Наш уже-точно-не-член-парламента не отвечает. Он с неожиданным интересом изучает свои ботинки. Я включаю цифровой диктофон, потом откидываюсь на стуле и сцепляю руки.
– Допрос Марка Генри Эванса, двадцать два двадцать пять, шестого июня две тысячи пятнадцатого года. Что случилось после того, как два дня назад София Эйлинг лишилась сознания у вас в кабинете?
Он молча качает головой. Из этого следует, что дорогой мистер Эванс решил создать нам проблемы.
– Вы наполнили карманы своего плаща камнями, после чего надели его на плечи жертвы?
Ответом на мой вопрос снова становится молчание. Это нисколько меня не волнует. Наш приятный разговор только начинается. Я открываю портфель. Эффектным жестом достаю оттуда вещественное доказательство – пакет с четырьмя черными и белыми камнями. При виде которого глаза Эванса совсем немного, почти незаметно, округляются.
Я кладу запечатанный пакет на стол, после чего достаю из брючного кармана пятый камень.
– Подобрал его сегодня утром у вас в саду, – говорю я, вертя отполированный черный камешек между указательным и большим пальцем. Пока ждал, когда миссис Эванс вызовет вас из кабинета. Трудно было не заметить, что он идентичен камням, найденным в карманах мисс Эйлинг.
Я бросаю камешек на стол. Стук отдается в комнате эхом – мистер Эванс испуганно и резко дергается. Камень отскакивает от стола, прыгает по плиткам пола и застывает у крепко запертой двери.
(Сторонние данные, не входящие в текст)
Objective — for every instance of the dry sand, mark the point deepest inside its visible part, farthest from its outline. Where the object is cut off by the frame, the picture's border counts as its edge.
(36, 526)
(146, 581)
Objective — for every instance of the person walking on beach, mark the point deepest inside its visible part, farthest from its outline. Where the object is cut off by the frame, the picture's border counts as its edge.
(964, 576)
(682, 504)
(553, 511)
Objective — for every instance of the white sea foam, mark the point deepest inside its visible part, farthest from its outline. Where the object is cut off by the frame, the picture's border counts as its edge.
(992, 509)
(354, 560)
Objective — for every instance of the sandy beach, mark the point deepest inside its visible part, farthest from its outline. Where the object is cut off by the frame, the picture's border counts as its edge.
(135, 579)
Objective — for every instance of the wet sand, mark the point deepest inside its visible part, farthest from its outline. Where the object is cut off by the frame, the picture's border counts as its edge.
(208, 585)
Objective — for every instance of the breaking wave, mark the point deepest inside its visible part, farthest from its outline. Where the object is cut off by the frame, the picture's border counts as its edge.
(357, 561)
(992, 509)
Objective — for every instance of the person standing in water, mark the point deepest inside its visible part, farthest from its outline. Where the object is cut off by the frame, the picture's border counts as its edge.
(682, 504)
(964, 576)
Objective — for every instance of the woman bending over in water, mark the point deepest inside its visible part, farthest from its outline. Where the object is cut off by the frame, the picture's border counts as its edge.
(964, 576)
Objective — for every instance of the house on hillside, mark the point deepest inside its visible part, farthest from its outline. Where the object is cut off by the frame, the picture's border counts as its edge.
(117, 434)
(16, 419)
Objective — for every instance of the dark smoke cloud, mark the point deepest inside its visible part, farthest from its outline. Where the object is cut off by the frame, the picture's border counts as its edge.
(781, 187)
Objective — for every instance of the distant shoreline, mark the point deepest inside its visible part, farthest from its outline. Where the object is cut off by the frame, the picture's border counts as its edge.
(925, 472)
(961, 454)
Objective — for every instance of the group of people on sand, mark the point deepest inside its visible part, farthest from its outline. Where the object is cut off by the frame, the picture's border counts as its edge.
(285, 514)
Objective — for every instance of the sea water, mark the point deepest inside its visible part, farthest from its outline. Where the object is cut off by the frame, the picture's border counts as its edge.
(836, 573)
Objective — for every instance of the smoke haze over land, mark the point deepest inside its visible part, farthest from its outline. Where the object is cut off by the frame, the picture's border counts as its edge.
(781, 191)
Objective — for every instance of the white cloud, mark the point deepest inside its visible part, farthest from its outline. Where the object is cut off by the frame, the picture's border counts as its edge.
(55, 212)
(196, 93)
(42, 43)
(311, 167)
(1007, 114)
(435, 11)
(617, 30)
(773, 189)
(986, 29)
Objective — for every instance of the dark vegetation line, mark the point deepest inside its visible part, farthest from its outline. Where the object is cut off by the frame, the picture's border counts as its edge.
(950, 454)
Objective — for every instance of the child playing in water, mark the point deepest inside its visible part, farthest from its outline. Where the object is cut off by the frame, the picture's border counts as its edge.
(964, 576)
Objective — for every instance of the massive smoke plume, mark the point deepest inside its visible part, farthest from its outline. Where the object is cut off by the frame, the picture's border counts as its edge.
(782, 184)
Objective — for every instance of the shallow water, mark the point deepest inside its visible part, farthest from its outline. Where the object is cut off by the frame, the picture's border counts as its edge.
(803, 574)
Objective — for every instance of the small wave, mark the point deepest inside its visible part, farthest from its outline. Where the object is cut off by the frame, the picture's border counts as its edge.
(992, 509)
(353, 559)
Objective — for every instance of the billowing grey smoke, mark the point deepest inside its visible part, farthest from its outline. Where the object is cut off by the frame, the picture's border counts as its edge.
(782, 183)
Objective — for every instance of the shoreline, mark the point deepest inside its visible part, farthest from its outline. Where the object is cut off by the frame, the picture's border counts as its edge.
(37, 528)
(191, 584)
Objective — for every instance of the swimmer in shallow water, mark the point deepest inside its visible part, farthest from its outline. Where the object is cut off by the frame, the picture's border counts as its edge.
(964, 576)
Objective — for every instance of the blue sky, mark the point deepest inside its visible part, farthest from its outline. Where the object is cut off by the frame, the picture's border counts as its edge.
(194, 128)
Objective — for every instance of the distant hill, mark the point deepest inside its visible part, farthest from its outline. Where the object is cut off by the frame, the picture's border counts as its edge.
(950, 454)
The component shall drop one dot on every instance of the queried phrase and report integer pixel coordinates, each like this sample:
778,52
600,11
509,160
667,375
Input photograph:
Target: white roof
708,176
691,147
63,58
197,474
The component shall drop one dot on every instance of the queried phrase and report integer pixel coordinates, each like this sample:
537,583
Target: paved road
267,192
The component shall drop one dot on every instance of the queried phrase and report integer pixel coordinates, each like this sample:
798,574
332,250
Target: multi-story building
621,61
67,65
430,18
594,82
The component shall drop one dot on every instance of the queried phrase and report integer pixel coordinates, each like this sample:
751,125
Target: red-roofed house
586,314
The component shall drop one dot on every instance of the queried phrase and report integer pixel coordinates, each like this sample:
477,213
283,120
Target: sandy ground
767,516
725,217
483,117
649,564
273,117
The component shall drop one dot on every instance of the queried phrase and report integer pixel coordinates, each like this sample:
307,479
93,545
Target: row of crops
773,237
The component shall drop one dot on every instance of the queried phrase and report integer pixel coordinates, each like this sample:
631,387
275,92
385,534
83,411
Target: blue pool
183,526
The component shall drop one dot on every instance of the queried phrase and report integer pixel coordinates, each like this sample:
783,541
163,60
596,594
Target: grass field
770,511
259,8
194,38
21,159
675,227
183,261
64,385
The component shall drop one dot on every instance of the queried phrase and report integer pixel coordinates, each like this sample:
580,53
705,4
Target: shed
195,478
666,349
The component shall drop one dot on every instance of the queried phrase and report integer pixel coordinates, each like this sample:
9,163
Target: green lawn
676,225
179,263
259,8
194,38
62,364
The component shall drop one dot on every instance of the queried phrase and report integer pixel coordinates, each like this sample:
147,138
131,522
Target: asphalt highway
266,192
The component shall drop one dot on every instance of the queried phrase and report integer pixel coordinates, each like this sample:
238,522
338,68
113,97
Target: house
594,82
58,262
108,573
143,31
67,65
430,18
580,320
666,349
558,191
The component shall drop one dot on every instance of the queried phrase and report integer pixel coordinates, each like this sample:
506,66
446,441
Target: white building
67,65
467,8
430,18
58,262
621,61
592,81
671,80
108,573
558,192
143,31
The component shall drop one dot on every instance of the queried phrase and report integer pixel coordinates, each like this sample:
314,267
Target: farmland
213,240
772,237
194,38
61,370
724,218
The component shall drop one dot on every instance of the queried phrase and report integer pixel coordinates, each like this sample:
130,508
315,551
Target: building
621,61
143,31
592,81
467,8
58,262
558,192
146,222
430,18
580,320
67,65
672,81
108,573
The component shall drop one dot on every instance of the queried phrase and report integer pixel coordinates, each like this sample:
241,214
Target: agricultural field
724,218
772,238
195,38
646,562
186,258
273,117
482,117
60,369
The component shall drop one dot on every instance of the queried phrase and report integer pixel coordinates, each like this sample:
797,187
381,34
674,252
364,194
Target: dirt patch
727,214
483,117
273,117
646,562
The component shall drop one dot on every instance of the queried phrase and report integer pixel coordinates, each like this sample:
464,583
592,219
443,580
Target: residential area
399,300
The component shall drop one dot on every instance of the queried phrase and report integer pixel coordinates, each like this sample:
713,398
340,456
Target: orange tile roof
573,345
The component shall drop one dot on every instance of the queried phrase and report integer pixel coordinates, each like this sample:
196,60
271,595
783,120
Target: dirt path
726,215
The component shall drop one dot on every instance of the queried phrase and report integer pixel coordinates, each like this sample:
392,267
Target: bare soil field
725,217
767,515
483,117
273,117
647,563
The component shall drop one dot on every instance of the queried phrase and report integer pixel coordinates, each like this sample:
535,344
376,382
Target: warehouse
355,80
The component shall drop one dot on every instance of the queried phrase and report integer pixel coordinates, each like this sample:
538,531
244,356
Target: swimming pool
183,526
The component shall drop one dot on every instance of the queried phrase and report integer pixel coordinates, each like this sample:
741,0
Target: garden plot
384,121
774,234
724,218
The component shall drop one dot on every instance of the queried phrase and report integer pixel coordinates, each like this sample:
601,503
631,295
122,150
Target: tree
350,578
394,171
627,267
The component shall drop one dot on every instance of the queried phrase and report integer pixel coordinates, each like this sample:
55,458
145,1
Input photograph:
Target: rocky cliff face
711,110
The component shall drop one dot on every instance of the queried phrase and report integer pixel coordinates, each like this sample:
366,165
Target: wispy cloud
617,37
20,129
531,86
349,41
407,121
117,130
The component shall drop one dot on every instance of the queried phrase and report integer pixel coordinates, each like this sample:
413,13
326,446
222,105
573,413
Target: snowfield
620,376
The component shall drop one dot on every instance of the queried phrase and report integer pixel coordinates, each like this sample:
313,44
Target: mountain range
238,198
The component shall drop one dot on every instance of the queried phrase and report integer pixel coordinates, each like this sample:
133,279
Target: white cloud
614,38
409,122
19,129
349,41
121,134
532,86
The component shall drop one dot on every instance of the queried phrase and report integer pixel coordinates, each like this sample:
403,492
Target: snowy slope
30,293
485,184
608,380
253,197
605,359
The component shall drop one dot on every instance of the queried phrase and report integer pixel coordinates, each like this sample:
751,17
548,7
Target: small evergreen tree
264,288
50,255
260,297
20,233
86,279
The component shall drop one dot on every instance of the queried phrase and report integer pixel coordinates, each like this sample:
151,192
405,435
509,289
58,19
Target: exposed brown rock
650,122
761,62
Глаза Эванса следят за его извилистой траекторией, в их глубине я отмечаю легкий проблеск понимания.
– Вы не имеете права пугать моего клиента, – говорит адвокат; за толстыми стеклами очков разрастается осуждение.
– Виноват, – отвечаю я. – Он просто выпал у меня из рук.
И вот что я говорю следом:
Я расскажу, что вы сделали позавчера с Софией Эйлинг. Вы осмотрели ее тело и убедились, что на нем нет очевидных повреждений. Вы сидели на корточках, и вихри возможностей крутились у вас в голове.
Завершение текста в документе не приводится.